According to Ethan J. Skolnick of the Palm Beach Post, the Heat have signed the veteran big man to a 10-day contract:

The risk was limited.

Now we’ll see about the reward.

After working Chris Andersen out, and telling him to hang tight if possible, the Heat added the veteran center/forward to the roster on a 10-day contract Sunday morning. It did so while signing Jarvis Varnado to a second 10-day contract, and passing on Josh Harrellson, who was interested in pursuing more playing time elsewhere.

If there wasn’t time for Harrellson, it will be interesting to see how Andersen fits.

Bringing in Andersen was basically a no-brainer for Miami. The Heat are ranked 29th in rebounds per game (38.8) and still find themselves outside of the top 10 in defensive efficiency. They also only have one player over 6'10" (Chris Bosh) averaging more than 15 minutes per game and just four players averaging at least 4.6 rebounds per game.

Enter Birdman.

At 34, the 6'10" Andersen isn't going to be an All-Star. Even at his peak, he was never the type of player you build around. For the Heat, however, he stands to resolve one of the most glaring issues standing between them and a second straight title: competent size.

LeBron or not, Miami needs additional size. It needs someone who can defend and rebound without having to play out of position. That someone may be Andersen.

Though he appeared in just 32 games last season for the Denver Nuggets while averaging 15.2 minutes of playing time, he was still able to make his presence felt. He averaged 11 rebounds and 3.4 blocked shots per 36 minutes, metrics that far exceed what the Heat's current bigs have to offer.

Better yet, when he was on the floor, the Nuggets allowed just 103.8 points per 100 possessions, nearly three points fewer than they averaged without him. That 103.8 is also less than what the Heat are currently allowing now (104.8).

No, Andersen isn't the athletic freak he once was, but he can still be of some value on defense and the glass.

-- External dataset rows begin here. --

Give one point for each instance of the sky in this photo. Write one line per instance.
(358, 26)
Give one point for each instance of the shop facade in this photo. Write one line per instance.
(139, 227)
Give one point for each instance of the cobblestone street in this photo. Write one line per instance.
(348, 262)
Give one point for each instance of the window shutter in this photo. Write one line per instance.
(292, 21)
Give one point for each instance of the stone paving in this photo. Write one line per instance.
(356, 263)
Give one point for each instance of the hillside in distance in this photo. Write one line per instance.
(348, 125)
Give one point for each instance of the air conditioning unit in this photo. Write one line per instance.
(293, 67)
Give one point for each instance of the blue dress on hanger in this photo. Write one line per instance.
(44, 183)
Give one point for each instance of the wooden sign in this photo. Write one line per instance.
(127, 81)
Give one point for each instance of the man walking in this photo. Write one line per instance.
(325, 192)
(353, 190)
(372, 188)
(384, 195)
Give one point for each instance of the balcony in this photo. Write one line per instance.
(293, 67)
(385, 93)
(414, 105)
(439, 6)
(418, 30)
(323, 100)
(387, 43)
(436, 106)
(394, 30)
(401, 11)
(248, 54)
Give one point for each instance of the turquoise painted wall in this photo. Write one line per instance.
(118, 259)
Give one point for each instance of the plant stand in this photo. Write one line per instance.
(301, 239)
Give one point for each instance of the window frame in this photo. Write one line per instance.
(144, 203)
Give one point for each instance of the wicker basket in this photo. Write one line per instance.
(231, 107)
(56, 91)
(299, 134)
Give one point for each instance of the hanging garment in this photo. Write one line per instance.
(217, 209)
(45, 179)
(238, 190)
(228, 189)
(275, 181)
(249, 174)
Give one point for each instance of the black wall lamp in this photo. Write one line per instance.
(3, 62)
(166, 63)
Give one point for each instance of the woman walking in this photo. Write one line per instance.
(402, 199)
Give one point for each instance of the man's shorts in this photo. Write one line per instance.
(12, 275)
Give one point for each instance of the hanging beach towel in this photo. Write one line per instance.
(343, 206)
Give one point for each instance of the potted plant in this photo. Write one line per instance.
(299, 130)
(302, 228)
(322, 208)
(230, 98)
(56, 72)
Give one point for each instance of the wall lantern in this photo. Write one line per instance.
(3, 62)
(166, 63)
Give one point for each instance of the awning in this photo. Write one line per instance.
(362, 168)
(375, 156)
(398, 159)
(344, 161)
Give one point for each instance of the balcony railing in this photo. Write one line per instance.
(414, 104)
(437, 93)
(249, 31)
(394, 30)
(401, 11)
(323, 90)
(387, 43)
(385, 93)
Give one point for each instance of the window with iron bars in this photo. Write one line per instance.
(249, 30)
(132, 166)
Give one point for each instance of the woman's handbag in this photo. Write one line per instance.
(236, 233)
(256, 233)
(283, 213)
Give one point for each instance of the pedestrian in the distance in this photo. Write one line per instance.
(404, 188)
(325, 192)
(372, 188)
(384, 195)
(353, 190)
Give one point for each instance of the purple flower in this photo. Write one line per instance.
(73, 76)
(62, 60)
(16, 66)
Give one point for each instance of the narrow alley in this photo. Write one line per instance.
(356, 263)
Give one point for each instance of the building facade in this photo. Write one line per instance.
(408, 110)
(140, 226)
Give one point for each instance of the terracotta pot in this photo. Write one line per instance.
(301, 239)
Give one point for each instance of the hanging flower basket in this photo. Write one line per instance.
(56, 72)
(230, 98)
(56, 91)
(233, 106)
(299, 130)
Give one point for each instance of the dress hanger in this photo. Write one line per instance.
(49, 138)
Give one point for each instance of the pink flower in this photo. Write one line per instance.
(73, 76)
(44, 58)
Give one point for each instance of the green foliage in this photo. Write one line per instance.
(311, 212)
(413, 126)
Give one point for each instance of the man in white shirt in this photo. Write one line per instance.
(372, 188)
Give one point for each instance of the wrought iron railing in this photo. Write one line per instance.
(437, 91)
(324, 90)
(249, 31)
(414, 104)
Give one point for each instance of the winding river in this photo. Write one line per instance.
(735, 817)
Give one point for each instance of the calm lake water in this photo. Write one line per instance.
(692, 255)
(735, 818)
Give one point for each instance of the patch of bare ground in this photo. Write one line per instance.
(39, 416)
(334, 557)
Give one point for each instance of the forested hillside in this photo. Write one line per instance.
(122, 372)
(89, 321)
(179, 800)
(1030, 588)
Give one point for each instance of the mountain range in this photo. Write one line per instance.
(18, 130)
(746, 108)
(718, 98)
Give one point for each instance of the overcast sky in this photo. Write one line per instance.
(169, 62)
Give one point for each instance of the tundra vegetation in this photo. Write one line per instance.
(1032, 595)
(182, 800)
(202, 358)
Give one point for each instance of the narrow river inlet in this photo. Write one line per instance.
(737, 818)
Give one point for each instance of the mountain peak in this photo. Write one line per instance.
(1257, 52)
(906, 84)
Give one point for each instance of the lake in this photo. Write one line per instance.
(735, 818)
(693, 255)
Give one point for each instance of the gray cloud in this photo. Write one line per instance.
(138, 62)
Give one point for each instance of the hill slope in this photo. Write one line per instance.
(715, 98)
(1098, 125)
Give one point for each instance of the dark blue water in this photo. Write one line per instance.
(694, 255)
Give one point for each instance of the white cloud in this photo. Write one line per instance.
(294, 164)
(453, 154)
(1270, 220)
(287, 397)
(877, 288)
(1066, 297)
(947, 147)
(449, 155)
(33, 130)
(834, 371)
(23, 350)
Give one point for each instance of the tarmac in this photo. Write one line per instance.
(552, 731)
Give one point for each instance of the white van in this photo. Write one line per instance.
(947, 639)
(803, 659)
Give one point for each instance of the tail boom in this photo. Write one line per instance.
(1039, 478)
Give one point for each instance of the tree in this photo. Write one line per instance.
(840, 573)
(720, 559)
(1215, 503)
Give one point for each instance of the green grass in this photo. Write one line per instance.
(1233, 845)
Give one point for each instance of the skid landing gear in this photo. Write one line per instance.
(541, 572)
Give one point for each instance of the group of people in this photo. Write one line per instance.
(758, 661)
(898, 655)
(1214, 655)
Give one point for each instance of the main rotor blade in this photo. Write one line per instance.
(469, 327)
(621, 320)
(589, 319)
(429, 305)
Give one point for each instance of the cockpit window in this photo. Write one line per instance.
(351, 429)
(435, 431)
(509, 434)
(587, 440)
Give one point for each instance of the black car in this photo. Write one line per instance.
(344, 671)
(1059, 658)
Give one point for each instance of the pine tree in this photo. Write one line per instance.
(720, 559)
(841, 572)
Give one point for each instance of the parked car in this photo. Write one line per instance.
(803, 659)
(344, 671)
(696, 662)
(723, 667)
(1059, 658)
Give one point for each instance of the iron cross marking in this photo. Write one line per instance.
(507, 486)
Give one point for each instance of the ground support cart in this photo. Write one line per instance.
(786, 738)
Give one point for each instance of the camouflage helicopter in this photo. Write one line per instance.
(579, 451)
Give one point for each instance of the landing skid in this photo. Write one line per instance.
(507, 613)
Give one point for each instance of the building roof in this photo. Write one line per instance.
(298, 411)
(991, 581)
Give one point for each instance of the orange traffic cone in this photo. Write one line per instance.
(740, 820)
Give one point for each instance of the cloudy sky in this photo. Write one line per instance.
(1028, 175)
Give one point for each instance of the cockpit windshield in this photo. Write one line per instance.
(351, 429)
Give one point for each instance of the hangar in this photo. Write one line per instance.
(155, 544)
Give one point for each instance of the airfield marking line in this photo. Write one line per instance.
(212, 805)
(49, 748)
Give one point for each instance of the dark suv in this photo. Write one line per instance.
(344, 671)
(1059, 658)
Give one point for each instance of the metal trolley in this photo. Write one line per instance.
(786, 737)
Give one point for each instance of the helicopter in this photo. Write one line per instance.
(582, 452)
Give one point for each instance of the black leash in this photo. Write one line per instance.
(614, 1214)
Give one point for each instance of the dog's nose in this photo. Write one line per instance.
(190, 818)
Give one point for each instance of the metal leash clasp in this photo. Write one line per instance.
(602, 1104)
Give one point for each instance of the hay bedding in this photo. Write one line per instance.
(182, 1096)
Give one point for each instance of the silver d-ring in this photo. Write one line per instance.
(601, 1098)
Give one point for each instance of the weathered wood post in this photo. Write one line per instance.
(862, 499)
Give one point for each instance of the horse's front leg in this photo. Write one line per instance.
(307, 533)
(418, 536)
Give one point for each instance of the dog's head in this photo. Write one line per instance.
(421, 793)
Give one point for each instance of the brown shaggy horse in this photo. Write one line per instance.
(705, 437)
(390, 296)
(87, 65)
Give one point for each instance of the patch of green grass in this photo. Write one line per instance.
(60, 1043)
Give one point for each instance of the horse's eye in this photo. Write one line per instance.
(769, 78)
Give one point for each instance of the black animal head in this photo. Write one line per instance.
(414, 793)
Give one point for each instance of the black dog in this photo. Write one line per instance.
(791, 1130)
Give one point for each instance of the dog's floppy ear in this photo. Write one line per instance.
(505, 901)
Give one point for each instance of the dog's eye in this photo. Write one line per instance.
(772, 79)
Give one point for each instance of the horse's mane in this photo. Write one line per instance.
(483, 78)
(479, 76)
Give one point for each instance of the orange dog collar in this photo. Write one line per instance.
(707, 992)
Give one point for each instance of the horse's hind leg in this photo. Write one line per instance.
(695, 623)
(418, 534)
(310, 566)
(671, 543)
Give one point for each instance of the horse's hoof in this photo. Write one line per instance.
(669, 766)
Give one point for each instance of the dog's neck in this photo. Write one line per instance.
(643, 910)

The only problem is finding him playing time.

Miami's best defensive stopper in Joel Anthony averages only 10.3 minutes per game, so even if the Heat opted to just swap the two out (they won't) that's not nearly enough time for Andersen to make a sizable (pun intended) impact.

The numbers are there to support what Andersen can do, and the Heat's lack of size only suggests his existence could be that much more powerful. But he's coming onto a team led by a coach in Erik Spoelstra who steadfastly believes their lack of rebounding can be attributed to the absence of will, not height.

And therein lies the real issue now at hand. Andersen stands to bolster Miami's underwhelming attack on the glass (and defense in general), yet he needs to be given an adequate opportunity to do so.

Can he do that in 10 days? Twenty days? Will the Heat even let him?

That much remains unclear. What's abundantly transparent, though, is that Miami needs help on the glass and in the post in general.

Andersen, a rebounding hoarder with a more efficient touch around the basket than Anthony, can provide such assistance. He can change the low-post narrative that's currently plaguing the Heat and impeding their dynasty ambitions.

But only if they let him.


*All stats in this article are accurate as of Jan. 19, 2013.